México ha sido reconocido como el país que con mayor rigor adoptó y observa esos principios con resultados elocuentes: equilibrio fiscal, bajas tasas de inflación y estabilidad en el tipo de cambio. El problema está en la economía real: se hizo la apertura comercial, pero no se complementó luego, como estaba previsto, con el fortalecimiento del sector agropecuario —salvo las grandes empresas exportadoras—, con una política de reconversión industrial, con el financiamiento adecuado, y tampoco se generaron los empleos esperados. El comercio exterior, por su parte, cobró una alta participación en el PIB, pero el mercado interno es endeble y tiende a estrecharse.
Los efectos en México de una política económica que no ha favorecido el desarrollo y el debilitamiento de la rectoría estatal se han traducido en tasas de crecimiento consistentemente bajas, desigualdad creciente y una distribución del ingreso que explican la debilidad del mercado interno, la expansión de la economía informal y el crecimiento de actividades ilegales que inhiben aún más el desarrollo industrial.
La economía no ha recuperado los niveles, de suyo exiguos, de finales de 2008; los datos oficiales dan cuenta de que en sólo dos años, seis millones de personas se han sumado a la pobreza; el desempleo, sobre todo de jóvenes, es creciente, y la desigualdad y falta de oportunidades se han vuelto angustiantes, una amenaza más al debilitado tejido social, a lo que se agrega que cada día se confirma más que la lucha contra el crimen organizado durará mucho, sin que se vean resultados a corto plazo ni se cambien las estrategias.
El gobierno ha enumerado decálogos que no se han transformado en resultados tangibles para la sociedad. Sin mediar explicación sobre los avances u obstáculos, cada propuesta se ha sobrepuesto a la anterior sin que, hasta ahora, se noten sus efectos. Contra lo que pudiera suponerse, esas propuestas no se han reflejado claramente en las iniciativas económicas enviadas al Legislativo. Mientras, los problemas nacionales se complican y las prácticas políticas se llevan a nivel de reyerta que, con el nerviosismo y ciertos dejos de autoritarismo, hacen que se confunda a las oposiciones con enemigos que deben ser aniquilados.

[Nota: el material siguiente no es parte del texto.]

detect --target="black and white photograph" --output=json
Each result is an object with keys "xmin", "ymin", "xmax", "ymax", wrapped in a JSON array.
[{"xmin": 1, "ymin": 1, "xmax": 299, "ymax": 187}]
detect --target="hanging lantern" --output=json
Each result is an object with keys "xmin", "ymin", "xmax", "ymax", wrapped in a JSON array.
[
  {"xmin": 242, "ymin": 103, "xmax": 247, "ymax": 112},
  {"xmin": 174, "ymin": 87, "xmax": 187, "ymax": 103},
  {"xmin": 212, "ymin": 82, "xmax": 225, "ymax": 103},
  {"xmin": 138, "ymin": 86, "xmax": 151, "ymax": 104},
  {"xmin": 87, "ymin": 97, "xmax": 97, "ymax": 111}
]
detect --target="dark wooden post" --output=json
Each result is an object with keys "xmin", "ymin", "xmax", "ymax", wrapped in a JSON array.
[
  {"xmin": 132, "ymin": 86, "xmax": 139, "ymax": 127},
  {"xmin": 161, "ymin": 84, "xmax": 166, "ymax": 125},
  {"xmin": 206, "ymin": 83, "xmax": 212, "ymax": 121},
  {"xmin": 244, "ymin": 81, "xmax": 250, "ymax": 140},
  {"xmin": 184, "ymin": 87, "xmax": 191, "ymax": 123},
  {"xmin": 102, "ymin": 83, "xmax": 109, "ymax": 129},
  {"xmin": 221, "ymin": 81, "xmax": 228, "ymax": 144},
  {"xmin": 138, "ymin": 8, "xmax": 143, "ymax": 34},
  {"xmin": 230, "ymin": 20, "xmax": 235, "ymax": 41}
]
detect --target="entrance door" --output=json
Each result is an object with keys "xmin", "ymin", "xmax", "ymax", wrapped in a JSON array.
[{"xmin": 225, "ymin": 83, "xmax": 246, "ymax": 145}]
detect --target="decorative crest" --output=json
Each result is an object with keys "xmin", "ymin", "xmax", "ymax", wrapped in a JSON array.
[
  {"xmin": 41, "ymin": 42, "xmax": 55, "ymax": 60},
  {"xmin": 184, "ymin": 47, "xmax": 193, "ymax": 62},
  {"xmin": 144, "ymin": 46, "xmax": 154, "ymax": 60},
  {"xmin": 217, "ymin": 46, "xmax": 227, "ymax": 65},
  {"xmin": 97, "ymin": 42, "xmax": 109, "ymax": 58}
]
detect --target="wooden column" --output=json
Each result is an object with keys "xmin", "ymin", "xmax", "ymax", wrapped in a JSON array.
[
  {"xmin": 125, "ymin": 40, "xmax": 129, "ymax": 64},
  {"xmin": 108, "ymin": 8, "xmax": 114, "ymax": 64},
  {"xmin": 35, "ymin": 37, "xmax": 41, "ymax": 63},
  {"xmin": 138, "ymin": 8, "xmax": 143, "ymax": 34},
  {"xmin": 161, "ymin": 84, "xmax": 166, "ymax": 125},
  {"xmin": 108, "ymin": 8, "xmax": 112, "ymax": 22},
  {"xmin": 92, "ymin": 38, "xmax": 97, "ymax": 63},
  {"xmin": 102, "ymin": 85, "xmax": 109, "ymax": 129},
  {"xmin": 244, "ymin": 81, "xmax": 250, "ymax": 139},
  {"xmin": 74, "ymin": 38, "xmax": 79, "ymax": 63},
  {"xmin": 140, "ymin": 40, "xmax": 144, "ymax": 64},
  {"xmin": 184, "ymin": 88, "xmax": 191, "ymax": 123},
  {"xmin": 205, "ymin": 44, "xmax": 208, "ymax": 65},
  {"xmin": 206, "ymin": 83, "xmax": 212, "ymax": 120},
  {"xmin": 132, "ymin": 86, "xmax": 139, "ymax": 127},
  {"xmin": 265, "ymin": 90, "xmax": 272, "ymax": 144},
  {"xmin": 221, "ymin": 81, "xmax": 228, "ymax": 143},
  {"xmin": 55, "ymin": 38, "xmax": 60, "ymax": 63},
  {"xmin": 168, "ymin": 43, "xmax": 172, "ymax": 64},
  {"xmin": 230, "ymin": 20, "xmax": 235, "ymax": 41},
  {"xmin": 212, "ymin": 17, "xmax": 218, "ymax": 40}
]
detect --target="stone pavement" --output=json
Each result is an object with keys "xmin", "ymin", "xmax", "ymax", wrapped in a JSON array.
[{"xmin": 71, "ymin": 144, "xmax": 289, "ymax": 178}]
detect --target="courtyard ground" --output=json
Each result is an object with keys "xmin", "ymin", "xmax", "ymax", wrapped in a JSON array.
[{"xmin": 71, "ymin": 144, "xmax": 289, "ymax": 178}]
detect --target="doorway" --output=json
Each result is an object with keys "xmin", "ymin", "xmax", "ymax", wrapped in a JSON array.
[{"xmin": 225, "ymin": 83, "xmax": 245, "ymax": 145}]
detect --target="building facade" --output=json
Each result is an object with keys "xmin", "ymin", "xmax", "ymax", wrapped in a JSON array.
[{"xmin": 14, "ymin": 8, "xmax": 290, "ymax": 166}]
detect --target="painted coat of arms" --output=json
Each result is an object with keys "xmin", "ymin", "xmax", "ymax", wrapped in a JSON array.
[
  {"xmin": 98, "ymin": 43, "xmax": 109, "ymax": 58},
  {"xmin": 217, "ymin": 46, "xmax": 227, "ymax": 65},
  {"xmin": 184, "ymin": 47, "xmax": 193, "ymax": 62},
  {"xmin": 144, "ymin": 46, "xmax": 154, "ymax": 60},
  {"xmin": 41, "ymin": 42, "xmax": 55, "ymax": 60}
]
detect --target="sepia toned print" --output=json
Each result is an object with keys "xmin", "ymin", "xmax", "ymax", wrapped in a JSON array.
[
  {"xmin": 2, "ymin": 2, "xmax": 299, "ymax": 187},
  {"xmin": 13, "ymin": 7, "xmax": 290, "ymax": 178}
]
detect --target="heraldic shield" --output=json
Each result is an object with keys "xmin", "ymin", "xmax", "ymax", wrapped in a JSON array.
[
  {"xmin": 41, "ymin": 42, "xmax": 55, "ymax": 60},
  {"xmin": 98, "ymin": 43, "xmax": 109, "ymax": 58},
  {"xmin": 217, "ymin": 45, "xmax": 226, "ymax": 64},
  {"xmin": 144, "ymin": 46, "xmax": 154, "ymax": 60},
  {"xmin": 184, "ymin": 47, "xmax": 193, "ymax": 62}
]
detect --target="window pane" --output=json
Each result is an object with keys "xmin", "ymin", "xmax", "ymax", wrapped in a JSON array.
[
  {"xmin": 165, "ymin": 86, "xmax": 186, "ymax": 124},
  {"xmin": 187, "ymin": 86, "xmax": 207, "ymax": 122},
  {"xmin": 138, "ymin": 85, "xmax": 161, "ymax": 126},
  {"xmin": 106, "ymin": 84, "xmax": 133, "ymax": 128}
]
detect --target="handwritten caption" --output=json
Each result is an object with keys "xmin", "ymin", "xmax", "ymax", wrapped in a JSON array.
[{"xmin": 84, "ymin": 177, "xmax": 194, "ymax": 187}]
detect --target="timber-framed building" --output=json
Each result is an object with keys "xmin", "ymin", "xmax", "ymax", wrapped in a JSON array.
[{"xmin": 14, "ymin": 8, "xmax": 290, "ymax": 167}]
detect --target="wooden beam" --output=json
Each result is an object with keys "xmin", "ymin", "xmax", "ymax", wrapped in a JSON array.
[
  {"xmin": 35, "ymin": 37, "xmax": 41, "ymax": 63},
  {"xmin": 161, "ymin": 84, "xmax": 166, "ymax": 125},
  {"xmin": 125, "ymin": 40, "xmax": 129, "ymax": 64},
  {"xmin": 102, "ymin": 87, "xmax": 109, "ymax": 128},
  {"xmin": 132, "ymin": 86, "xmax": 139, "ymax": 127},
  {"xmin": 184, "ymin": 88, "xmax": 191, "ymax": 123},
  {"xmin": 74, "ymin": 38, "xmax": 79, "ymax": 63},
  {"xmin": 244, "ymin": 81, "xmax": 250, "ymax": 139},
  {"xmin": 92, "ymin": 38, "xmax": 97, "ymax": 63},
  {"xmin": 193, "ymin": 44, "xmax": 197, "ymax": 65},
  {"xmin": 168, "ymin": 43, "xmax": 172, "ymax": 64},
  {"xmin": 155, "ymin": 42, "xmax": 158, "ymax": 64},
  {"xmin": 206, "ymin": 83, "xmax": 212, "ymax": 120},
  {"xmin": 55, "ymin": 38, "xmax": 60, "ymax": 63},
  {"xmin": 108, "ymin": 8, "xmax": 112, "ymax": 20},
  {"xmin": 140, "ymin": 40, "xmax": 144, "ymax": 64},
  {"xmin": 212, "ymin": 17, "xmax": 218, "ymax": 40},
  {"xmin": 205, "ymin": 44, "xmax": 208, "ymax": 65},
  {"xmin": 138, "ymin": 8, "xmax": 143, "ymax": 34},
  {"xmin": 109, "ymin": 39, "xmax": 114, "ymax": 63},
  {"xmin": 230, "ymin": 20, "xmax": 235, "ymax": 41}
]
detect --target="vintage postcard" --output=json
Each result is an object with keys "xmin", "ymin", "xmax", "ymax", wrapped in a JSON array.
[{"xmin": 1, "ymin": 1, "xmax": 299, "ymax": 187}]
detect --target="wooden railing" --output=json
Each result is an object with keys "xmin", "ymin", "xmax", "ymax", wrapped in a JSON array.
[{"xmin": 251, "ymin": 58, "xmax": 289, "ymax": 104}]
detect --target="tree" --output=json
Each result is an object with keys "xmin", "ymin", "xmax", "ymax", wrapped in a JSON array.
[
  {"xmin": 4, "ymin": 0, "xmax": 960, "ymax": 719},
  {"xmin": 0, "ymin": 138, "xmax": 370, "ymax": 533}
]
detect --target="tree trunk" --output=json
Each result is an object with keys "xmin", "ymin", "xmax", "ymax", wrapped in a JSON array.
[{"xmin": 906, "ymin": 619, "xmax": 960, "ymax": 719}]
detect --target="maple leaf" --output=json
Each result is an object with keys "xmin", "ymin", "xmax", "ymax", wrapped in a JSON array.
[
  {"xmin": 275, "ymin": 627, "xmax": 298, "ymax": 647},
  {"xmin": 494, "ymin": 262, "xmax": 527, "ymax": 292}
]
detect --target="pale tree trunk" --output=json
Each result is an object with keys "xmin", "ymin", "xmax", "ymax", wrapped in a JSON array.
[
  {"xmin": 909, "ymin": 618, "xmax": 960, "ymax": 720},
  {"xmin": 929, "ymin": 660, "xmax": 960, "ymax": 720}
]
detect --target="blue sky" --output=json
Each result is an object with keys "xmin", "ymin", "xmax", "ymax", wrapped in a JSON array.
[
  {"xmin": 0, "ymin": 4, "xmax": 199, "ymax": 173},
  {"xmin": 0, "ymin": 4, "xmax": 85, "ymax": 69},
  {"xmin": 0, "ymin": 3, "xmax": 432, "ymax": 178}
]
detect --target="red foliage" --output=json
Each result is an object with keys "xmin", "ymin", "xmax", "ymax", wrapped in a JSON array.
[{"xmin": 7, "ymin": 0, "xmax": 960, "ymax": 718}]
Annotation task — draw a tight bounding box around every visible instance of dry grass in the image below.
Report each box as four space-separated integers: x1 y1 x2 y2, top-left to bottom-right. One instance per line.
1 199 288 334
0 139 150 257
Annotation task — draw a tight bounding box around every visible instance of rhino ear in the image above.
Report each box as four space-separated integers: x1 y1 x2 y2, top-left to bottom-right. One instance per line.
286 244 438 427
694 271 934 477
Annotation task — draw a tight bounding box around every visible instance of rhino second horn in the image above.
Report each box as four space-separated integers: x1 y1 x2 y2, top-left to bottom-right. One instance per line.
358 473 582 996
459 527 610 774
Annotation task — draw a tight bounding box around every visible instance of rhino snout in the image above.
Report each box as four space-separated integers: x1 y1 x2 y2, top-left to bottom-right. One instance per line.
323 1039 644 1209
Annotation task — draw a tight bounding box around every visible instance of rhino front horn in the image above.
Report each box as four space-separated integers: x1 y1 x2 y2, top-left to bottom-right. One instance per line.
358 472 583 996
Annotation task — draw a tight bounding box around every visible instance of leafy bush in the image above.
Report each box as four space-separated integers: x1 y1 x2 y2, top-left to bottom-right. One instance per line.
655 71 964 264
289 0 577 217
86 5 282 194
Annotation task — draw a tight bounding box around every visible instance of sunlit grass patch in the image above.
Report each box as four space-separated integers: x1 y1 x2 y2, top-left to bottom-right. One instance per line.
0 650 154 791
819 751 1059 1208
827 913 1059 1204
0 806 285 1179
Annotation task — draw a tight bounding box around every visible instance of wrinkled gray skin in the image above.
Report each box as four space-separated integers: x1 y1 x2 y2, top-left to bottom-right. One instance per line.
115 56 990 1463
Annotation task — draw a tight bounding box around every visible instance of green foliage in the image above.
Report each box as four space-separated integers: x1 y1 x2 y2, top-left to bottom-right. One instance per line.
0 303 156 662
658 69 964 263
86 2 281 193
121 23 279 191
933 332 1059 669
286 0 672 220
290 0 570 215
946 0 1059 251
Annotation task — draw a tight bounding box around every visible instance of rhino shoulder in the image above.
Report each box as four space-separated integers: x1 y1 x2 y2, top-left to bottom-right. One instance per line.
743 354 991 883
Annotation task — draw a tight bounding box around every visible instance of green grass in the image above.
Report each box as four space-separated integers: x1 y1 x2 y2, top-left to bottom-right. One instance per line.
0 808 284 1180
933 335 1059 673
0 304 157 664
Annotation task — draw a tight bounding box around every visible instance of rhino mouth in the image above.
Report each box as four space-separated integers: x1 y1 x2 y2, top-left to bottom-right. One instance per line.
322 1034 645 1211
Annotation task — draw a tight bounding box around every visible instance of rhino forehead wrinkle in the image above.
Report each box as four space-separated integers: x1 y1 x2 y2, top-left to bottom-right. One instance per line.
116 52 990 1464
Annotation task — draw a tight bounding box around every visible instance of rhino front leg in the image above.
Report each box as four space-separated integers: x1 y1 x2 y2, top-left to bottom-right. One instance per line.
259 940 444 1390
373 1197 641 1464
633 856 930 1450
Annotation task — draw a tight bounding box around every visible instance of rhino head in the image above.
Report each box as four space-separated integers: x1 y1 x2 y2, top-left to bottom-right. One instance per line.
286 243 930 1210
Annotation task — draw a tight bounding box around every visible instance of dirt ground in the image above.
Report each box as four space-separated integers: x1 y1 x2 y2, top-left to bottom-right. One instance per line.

Seamos responsables. No podemos esperar demasiado para que empiecen a revertirse estas tendencias, pues no hay razones para refundar al país cada sexenio y menos para pedir resignación mientras termina una gestión de gobierno. Es hora del diálogo e incluso del debate abierto entre fuerzas políticas, organizaciones sociales e instituciones académicas, en busca de soluciones que, si no pueden dar frutos a corto plazo, deben emprenderse de inmediato, al menos, para evitar complicaciones más costosas para la nación.
No hay que esperar ninguna fecha para empezar a estructurar políticas de Estado pensadas para el mediano y largo plazos y en las que concurran los tres Poderes de la Unión y los tres órdenes de gobierno. Es urgente diseñar, discutir y adoptar una política para el crecimiento económico sostenido y sustentable, que integre las cadenas productivas y atenúe las desigualdades económicas regionales. Faltan políticas de Estado para construir infraestructura, preservar las cuencas hidrológicas, dar oportunidades de educación a los jóvenes, combatir y prevenir el crimen organizado y fortalecer la cohesión social a partir del combate efectivo a la desigualdad, empezando por las localidades de alta marginación.
Los legisladores del PRI pondremos nuestra parte para arribar a éstas y otras grandes decisiones. Pero es necesario revalorar la política, reconstruirla como debate entre ciudadanos libres, no como discordia y descalificación; reconocer que las sociedades son naturalmente diversas, que en la democracia emergen las diferencias y que éstas no obstruyen el diálogo ni los acuerdos, son su primer requisito.